Research focuses in exploring ultrafast dynamics in condensed matter physics, plasmonic nanostructures, silicon photonics and 2D materials. Also, he conducts research in quantum coherent control of atoms and molecules with ultra-short laser pulses. He is leading experimental research on nonlinear generation processes, metamaterials, including nonlinear optics from nanostructures and metasurfaces. In quantum coherent control, he performs experimental realization of coherent control schemes in various physical systems: atomic physics, frequency conversion, polarization optics, and silicon photonics. He also performs theoretical research on a Lie-algebraic approach to strong-field coherent control.
Research achievements include: Observation of ultrafast exciton-polaritons in 2D materials; pioneered the adiabatic frequency conversion and composite schemes in nonlinear optics that overcome the tradeoff between bandwidth and efficiency in frequency conversion processes, including the generation and control of the shortest mid-infrared ultrashort pulses sources. He conducted the first implementation of deep learning in nanophotonics. In geometrical quantum control, he developed the Pythagorean coupling and Retrograde Canon schemes.

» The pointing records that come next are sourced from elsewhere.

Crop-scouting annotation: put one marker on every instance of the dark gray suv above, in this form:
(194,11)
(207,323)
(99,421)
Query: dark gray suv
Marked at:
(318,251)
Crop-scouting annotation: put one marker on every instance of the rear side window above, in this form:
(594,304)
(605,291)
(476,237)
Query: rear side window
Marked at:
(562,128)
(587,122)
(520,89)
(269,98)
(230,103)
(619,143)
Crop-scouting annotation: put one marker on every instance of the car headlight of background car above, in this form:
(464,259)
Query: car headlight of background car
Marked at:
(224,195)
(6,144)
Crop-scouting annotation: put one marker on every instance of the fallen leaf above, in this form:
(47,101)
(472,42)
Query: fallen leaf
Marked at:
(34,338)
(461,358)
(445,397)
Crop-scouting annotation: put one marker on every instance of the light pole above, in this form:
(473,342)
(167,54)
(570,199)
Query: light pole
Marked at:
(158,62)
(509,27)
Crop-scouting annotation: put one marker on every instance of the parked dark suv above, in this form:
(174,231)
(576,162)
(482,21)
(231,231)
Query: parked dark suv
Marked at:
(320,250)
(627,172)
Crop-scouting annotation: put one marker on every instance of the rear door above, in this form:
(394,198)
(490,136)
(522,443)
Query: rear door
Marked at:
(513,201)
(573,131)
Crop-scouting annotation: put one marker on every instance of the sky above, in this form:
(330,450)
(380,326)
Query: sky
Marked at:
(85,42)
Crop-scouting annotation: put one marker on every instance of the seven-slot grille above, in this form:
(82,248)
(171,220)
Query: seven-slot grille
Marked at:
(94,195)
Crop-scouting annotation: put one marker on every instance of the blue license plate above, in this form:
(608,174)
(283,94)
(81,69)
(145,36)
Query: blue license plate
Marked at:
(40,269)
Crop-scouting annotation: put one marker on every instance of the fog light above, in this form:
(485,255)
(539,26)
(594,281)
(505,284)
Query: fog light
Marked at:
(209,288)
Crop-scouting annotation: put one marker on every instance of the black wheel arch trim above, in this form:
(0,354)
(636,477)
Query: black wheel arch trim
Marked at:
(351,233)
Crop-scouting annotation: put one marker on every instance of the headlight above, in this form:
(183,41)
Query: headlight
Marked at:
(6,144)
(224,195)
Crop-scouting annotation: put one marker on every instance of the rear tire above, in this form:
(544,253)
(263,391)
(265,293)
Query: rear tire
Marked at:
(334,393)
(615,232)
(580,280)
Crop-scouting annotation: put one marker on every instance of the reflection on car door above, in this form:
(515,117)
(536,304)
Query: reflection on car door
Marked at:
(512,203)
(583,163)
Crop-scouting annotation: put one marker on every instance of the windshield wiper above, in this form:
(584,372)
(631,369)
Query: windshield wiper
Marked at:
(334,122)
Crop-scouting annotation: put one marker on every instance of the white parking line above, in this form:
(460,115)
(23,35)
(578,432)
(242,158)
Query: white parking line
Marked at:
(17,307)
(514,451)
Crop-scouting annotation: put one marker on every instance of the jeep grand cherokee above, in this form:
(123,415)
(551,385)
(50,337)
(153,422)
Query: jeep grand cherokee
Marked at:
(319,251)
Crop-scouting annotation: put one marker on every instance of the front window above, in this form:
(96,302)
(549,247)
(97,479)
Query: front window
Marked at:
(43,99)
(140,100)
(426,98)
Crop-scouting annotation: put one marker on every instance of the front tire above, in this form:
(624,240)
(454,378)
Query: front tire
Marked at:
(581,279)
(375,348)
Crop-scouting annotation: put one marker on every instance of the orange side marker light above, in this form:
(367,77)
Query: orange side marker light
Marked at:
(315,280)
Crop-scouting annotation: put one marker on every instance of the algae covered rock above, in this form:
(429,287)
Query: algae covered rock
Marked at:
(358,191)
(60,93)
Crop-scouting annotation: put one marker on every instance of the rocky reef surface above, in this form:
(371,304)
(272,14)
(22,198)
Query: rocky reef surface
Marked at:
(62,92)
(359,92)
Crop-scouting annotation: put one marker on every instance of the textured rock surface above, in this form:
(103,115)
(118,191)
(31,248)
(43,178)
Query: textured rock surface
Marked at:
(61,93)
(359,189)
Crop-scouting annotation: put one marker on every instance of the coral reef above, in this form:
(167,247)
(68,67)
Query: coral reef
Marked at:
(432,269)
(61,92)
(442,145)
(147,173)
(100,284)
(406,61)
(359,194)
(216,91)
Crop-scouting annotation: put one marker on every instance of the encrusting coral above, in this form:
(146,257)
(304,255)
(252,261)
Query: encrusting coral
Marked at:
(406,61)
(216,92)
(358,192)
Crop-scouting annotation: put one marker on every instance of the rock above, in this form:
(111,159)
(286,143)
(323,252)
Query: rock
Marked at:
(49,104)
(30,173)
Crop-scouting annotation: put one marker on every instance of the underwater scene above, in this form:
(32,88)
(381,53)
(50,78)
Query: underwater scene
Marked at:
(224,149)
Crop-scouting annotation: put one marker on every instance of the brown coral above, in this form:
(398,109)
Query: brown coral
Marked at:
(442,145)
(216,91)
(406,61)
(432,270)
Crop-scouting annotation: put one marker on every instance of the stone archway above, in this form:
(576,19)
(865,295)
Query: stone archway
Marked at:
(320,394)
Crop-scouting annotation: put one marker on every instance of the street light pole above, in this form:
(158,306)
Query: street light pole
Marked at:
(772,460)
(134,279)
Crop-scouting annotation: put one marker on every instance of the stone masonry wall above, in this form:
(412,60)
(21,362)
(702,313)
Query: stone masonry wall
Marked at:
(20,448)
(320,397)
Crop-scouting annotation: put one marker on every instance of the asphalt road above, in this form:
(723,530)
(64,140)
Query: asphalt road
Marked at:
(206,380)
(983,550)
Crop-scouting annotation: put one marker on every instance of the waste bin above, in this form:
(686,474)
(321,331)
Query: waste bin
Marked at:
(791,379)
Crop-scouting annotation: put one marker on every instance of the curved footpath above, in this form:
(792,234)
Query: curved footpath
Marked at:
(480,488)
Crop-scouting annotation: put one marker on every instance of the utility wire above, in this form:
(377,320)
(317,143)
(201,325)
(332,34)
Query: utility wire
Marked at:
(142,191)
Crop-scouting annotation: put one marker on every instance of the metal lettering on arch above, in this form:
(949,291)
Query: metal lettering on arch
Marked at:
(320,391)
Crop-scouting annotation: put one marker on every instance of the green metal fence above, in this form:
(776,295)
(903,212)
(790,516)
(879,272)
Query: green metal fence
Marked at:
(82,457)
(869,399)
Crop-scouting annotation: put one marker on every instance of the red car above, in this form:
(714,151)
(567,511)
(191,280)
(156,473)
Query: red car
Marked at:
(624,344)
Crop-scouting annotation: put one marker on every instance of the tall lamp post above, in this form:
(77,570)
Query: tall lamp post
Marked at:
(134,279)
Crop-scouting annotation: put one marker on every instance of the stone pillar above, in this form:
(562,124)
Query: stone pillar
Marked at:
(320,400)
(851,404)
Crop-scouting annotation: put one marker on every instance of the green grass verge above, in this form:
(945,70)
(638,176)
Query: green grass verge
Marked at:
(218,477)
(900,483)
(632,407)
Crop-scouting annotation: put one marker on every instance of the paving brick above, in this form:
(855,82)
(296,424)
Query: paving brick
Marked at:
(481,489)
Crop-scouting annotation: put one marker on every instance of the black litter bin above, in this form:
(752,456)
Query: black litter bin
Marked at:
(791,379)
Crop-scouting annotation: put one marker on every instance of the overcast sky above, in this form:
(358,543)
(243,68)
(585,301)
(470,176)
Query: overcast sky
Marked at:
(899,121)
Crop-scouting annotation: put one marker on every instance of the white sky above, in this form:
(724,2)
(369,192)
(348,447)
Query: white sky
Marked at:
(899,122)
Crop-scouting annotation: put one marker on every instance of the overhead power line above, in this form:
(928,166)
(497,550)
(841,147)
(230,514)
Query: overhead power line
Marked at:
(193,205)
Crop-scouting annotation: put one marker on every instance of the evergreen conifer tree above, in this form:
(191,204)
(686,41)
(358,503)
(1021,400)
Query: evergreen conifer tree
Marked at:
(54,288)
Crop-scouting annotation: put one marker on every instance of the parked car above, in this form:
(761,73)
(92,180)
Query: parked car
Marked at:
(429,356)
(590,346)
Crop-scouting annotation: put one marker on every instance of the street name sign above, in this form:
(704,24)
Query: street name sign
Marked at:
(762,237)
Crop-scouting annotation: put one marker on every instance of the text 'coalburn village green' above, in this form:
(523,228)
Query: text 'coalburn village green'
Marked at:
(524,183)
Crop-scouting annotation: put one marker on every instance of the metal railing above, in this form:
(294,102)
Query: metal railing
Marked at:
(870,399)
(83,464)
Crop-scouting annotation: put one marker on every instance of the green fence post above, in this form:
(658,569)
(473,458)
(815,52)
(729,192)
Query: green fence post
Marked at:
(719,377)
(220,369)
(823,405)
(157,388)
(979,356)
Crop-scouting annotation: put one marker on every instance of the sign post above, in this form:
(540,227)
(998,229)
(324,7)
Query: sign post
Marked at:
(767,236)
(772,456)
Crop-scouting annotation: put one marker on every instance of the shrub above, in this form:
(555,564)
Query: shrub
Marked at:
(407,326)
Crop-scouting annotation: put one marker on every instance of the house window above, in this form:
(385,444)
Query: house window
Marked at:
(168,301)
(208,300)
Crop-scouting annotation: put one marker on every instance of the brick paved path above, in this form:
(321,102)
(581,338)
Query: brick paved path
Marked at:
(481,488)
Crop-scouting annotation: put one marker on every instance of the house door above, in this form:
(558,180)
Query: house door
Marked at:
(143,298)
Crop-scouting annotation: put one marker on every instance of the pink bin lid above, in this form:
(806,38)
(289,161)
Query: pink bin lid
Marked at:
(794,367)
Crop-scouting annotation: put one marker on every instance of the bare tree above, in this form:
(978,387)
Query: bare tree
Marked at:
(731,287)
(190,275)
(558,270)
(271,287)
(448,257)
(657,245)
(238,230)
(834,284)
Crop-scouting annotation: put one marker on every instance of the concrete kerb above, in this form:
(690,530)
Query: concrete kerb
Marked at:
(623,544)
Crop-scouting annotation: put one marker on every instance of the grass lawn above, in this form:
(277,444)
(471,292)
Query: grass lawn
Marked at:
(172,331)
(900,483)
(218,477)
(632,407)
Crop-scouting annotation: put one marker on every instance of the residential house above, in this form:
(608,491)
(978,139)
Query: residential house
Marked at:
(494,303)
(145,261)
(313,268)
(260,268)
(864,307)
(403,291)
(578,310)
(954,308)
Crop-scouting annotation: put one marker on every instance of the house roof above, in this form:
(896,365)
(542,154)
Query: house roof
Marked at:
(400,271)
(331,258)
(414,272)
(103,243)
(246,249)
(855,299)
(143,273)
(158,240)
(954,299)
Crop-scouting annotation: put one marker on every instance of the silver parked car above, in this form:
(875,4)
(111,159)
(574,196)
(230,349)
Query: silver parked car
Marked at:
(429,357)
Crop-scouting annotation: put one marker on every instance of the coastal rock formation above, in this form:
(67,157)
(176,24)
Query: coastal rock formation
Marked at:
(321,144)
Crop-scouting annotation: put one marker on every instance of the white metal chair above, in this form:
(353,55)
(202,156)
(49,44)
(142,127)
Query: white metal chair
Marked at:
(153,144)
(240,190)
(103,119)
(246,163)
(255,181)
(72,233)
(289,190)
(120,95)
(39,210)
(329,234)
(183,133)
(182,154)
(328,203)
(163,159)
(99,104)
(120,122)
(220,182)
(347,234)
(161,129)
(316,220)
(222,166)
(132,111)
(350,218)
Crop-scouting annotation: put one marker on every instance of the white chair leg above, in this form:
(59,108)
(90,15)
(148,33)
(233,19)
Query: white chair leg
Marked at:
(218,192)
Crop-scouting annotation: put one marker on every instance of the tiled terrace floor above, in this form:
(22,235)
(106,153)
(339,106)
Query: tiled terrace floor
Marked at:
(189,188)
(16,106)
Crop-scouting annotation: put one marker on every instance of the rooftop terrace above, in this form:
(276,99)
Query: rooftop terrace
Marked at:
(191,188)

Future directions include: Ultrafast dynamics in various condensed matter systems, including in 2D materials and coupled nanosystems. Develop a theoretical understanding at the microscopic level of the fundamental processes underlying correlated electron phenomena in complex and exotic materials, semiconductor nanostructures, and dynamics in molecular and nano-composites. Continue efforts to apply Deep Learning to reveal ultrafast and nonlinear dynamics at the nanoscale. Experimental realization of composite pulses scheme in quantum integrated photonics and nonlinear optics.